The statue became the target of pranks soon after its unveiling.

===1884 tarring===
In 1884, The Harvard Crimson reported that,
"Some ingenious persons covered the John Harvard statue last night with a coat of tar. The same persons presumably, marked a large '87 on the wall at the entrance of the chapel,"
and in 1886 the Crimson mentions a further incident: "A graduate contributor to the Advocate suggests that the editors of the college papers ferret out the authors of the small disturbances, such as the painting of the John Harvard statue."

===1890 painting===

Following a May 31, 1890 Harvard athletic victory, front-page headlines in the Boston Morning Globe declared:
"Vandalism at Harvard; statue of John Harvard and college buildings daubed with red paint by drunken students; seniors and faculty indignant ... Riotous Mob Ruled the Campus."

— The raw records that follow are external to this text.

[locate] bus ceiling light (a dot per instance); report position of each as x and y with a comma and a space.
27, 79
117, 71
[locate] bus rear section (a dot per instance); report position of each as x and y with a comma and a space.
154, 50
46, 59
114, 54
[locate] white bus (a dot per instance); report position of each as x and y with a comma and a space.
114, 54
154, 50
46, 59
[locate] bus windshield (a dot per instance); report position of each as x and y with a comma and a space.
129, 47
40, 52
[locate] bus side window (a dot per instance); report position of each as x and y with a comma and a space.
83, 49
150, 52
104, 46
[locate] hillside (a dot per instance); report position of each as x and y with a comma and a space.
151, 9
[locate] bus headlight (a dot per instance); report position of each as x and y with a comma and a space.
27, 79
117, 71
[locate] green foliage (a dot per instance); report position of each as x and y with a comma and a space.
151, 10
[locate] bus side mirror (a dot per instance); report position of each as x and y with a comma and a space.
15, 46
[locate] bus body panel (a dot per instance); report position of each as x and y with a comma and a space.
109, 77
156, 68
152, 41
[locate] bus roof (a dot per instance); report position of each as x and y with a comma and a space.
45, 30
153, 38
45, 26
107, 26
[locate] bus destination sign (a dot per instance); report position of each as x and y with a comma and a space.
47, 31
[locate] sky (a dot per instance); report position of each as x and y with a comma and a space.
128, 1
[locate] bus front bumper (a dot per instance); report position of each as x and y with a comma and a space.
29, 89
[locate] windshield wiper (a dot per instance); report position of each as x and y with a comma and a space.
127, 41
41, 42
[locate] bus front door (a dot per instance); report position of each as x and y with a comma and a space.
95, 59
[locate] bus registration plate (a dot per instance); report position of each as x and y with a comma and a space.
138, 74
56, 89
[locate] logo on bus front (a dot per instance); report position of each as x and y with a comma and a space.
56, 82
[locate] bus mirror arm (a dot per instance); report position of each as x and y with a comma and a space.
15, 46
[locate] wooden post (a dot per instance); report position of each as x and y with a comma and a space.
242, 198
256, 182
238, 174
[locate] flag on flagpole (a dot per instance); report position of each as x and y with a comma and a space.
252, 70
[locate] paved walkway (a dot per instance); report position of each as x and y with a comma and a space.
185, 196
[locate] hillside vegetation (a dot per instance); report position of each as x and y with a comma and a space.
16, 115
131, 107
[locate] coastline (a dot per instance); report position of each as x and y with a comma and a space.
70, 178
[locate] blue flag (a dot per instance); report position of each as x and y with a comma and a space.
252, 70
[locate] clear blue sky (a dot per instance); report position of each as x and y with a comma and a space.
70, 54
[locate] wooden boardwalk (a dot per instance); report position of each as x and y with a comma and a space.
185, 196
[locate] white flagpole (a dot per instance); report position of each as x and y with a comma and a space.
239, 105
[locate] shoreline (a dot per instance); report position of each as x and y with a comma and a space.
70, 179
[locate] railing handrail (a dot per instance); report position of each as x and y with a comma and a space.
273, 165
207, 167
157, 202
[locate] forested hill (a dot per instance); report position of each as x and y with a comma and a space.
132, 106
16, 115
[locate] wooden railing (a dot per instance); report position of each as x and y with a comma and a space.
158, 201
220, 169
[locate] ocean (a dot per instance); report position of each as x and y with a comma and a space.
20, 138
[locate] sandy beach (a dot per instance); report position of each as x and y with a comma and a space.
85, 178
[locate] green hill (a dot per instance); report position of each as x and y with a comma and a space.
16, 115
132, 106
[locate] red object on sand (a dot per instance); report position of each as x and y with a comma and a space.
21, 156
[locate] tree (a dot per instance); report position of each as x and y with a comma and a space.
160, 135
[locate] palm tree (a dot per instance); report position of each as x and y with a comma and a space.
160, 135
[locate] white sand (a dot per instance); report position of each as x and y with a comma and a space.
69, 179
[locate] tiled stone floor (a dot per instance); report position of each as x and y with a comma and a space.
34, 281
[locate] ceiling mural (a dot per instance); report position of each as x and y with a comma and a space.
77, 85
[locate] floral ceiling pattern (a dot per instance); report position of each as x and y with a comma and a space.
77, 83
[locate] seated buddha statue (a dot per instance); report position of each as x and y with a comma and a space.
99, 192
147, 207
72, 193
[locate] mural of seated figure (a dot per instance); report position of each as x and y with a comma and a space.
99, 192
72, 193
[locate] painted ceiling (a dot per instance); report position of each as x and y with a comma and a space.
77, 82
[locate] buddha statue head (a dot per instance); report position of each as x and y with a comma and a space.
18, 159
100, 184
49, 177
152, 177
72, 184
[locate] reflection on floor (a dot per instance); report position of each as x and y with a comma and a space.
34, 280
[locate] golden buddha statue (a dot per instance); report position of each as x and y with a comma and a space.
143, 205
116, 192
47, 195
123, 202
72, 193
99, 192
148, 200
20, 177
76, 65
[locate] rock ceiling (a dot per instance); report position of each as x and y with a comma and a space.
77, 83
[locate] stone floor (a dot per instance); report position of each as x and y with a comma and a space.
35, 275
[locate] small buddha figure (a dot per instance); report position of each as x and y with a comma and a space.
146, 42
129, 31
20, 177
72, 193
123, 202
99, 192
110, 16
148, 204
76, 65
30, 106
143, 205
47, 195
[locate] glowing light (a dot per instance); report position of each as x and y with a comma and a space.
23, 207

The next day the Globe further reported that a Harvard student observing graffiti-removal efforts "declared that no Harvard man ever daubed the impious phrase, 'To h—l with Yale.' He was of the opinion that a Harvard man would at least soften the profanity by varnishing it with Latin or Greek ... Two detectives who were requested to ferret out the perpetrators paid little heed to the discussion on swear words, but kept their eyes on several impressions that had been made on the paint when it was fresh. One thought they were made by a dog's paws, and as several students kept dogs the suspicion was magnified to the importance of a clue. A student, however, told the detectives that according to his view the impressions were made by barefoot boys walking on tip-toe."

Out-of-state newspapers reporting the outrage, and to a greater or lesser degree following the subsequent investigation, included (among many others):
- The World (New York, New York; June 2, p. 2): "A Jocular Outrage — Harvard Students Exceed Decency in Celebrating."
- Evening Gazette (Sterling, Illinois; June 2, p. 4): "Harvard Students on an Outrageous Tear. — Slathers of Red Paint Used. — The Fine Statue of the College Founder Ruined by the Crazy Scapegraces."
- Fort Wayne Sentinel (Fort Wayne, Indiana; June 2, p. 5): "The faculty will expel the criminals and persecute [sic] them if found."
- The Philadelphia Record: "Painted Harvard Red — Disgraceful Antics of Rum-Crazed Students. — Cambridge is Horrified. — The Faculty Bent on Vengeance ... Last night the whole college celebrated a wild orgie [sic] ... There were suppers, bonfires, fish-horns and a general pandemonium; but, save the insane acts of two of the students, who, overcome with enthusiasm, deliberately threw their dress coats into the bonfire while dancing around the blaze, no great overt act was then committed ... It was during the small hours that the vandals were abroad ... [John Harvards] face, hands, books, and shoes were bright crimson, and his clothes striped like a zebra."

Despite a mass meeting of outraged Harvard men (who insisted the culprits must be outsideers or, failing that, freshmen), the hiring of detectives, and an apparently facetious report that Harvard President Charles W. Eliot was unavailable for comment because he had "gone out in the woods to cut switches" (all Globe, June 3), on June 22 an anonymous contributor (Globe, p. 20) intimated that while "the faculty claim that they have not found out any of the men who did the 'fine art' work ... I saw the ringleader on class day showing two very pretty girls around the 'yard'."

===Other incidents===

In March 1934 Harvard athletes were suspected in the disappearance of Yale's "ugly bulldog mascot", Handsome Dan.
The dog was recovered a few days later, though not before the Harvard Lampoon had photographed him licking John Harvards boots,
which had been smeared with hamburger.
("Dog licks man", a Crimson headline read.)

"Some years ago some students painted [the statue] crimson and our cops caught them red-handed", Deputy Chief of the Harvard University Police Jack W. Morse told The Harvard Crimson in 1984, adding "I've been waiting a long time to use that."
(Crimson is Harvard's school color.)

As the statue's hundredth anniversary approached in 1984, Harvard Lampoon president Conan O'Brien predicted that "we'll probably stuff it with cottage cheese, maybe also with some chives."

"I think it’s creative but I wish students would direct their creative energies elsewhere," a Harvard maintenance official said about another incident in 2002.